Temperature-Responsive Multilayer Films of Micelle-Based Composites for Controlled Release of a Third-Generation EGFR Inhibitor

Lung cancer is a complicated long-term disease, which is extremely difficult to cure. A traditional single drug delivery system cannot achieve desired long-term controlled release of therapeutic compounds. Our previous studies have found that temperature-responsive micelles demonstrated high loading efficiency and a long-term controlled release rate, which allows them to be an efficient drug delivery system. We utilized temperature-responsive micelles and hyaluronic acid biopolymers to create a sandwich-like membrane based on hydrogen bonding by layer-by-layer (LBL) self-assembly technology. The multilayer films efficiently absorbed osimertinib the third-generation inhibitor for nonsmall cell lung cancer (NSCLC) treatment. The release profile of osimertinib from the films is controlled by environmental stimuli. Block copolymer micelles with a poly(N-isopropylacrylamide) (PNIPAM) core were deposited into the multilayer films to introduce temperature sensitivity to the composite thin films. By the above approach, we built a drug carrier for the delivery of an anticancer drug, which potentially demonstrates good loading capacity, high morphology stability, and a controllable drug release mode. We investigated the films' responsive behavior to temperature and ionic strength and loading capacity of the composite membrane and explored the influence of each component on the response of the drug release profile to environmental triggers.
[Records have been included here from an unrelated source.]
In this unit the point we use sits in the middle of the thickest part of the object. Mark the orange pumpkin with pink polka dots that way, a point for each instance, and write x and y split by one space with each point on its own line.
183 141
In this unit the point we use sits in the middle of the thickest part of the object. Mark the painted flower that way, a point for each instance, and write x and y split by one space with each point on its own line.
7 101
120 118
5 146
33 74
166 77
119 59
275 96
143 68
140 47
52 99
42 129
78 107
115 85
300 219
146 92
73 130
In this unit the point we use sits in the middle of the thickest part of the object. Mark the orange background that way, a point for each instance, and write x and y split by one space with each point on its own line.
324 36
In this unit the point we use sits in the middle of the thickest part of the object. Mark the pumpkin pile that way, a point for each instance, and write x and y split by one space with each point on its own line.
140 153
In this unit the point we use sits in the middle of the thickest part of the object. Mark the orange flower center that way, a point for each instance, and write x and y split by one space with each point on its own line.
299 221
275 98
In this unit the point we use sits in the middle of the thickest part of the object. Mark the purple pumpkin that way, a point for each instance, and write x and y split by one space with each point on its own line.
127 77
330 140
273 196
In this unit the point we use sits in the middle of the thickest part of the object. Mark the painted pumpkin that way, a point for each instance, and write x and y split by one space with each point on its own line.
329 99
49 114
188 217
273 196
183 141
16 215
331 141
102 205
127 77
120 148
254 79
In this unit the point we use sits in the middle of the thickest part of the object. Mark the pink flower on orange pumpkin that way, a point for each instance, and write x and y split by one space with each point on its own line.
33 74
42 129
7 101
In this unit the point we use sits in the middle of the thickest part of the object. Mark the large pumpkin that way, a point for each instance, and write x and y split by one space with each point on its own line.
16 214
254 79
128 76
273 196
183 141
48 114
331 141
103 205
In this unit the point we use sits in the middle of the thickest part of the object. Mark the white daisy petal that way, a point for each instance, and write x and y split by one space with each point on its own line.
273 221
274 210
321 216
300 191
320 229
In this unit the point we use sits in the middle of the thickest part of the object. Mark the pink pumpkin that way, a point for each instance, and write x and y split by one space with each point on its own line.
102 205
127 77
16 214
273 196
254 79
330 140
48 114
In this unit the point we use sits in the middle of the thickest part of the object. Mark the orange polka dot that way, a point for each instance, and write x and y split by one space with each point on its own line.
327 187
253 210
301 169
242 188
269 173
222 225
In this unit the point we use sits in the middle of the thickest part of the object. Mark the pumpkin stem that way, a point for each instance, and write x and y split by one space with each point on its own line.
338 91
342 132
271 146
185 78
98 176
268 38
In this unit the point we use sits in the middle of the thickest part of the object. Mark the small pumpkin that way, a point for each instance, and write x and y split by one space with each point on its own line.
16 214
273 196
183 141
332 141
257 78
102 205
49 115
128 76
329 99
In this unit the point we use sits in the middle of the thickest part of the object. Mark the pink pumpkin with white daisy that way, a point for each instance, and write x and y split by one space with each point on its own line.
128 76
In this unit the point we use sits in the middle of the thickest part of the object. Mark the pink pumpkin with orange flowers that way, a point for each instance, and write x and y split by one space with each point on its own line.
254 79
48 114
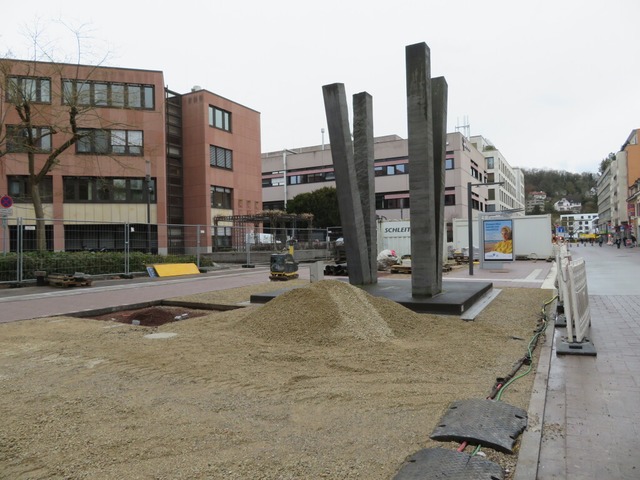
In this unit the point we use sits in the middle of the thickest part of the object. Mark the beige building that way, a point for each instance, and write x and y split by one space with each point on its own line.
309 168
510 195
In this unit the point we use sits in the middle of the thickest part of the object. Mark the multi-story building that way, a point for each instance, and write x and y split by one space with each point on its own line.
536 199
309 168
564 205
617 190
510 195
581 223
142 156
631 149
603 185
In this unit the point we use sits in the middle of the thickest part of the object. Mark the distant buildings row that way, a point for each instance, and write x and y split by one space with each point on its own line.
160 160
475 160
619 187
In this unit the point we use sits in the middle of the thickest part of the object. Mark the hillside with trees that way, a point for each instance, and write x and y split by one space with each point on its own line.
558 184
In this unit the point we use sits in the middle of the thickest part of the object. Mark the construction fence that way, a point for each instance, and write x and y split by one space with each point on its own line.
125 249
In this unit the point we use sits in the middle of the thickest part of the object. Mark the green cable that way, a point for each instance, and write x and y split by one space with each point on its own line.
530 353
529 348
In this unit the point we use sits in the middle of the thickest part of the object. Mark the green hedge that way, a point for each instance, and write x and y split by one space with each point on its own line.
89 263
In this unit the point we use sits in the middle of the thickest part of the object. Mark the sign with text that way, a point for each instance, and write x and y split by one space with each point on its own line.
498 240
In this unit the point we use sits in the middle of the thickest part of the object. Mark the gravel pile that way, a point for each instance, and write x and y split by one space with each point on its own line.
324 313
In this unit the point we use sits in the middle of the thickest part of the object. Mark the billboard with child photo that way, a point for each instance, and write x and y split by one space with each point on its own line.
498 240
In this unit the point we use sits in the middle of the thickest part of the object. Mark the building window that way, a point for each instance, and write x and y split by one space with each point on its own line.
20 189
19 140
30 89
108 190
220 157
104 94
219 118
384 203
222 237
221 197
104 142
387 170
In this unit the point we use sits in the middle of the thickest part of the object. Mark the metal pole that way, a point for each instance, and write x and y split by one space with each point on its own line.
148 182
470 227
284 175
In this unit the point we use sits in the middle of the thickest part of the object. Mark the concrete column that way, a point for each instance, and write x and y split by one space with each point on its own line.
439 94
364 160
425 281
348 192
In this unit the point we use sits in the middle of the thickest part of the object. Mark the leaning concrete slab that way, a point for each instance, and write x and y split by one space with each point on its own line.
364 164
439 95
425 276
349 202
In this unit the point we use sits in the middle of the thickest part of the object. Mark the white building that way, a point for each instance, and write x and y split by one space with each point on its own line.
564 205
581 223
510 195
310 168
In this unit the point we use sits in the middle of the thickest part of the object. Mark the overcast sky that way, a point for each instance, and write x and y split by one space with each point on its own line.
551 83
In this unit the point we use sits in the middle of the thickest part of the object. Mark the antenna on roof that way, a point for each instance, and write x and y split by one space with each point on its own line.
464 129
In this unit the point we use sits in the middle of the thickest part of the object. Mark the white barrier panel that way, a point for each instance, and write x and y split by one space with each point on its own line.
562 255
580 313
572 281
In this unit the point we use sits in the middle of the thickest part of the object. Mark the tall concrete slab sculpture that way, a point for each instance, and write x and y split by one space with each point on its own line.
439 97
426 172
349 195
364 163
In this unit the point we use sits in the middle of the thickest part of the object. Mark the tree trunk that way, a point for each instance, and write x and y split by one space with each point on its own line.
41 235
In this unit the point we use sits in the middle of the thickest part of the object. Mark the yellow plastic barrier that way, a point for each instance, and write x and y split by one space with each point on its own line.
175 269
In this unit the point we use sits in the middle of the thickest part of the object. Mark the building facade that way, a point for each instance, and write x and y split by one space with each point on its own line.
310 168
510 195
580 224
139 155
536 199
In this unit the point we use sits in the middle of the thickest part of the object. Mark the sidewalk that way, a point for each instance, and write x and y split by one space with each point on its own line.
590 416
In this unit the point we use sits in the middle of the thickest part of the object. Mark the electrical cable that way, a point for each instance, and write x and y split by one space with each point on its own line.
528 359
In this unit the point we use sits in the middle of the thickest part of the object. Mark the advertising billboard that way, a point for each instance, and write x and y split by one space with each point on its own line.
498 240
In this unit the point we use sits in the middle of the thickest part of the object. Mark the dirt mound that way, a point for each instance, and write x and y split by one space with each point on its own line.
326 312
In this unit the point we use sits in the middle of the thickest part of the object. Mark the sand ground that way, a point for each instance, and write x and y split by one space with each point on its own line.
322 382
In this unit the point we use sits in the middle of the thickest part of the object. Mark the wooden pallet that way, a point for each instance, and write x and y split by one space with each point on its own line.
64 281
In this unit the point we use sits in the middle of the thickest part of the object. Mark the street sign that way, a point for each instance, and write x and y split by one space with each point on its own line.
6 201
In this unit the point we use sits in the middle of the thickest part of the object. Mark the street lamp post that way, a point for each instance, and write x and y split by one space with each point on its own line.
470 217
148 194
284 173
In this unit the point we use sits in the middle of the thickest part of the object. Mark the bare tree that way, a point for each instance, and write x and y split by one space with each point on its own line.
48 114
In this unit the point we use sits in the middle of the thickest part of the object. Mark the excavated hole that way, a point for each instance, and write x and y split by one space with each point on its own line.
152 316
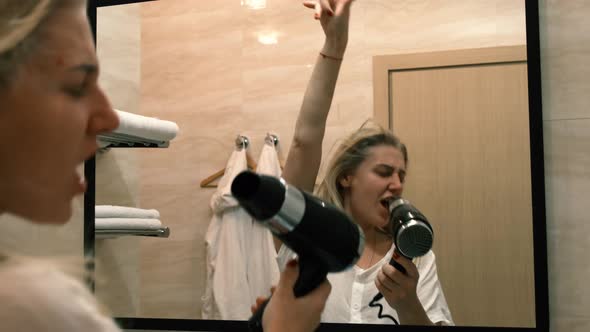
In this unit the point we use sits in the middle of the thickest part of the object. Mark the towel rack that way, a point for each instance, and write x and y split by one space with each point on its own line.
163 232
The films retained their morphology integrity after several temperature-triggered swelling/deswelling cycles based on atomic force microscopy and ellipsometry measurements. The mechanism of the intermolecular interaction and molecular motions in the system was studied to elucidate the relationship between structure and delivering efficiency of the system. Development of the LBL films can provide ideas for the modification of traditional drug delivery materials. More importantly, nanoparticle layer-by-layer self-assembly and micro/nanoscale structure manipulation for controlled release of therapeutic compounds are also beneficial to future design and development of innovative functional materials.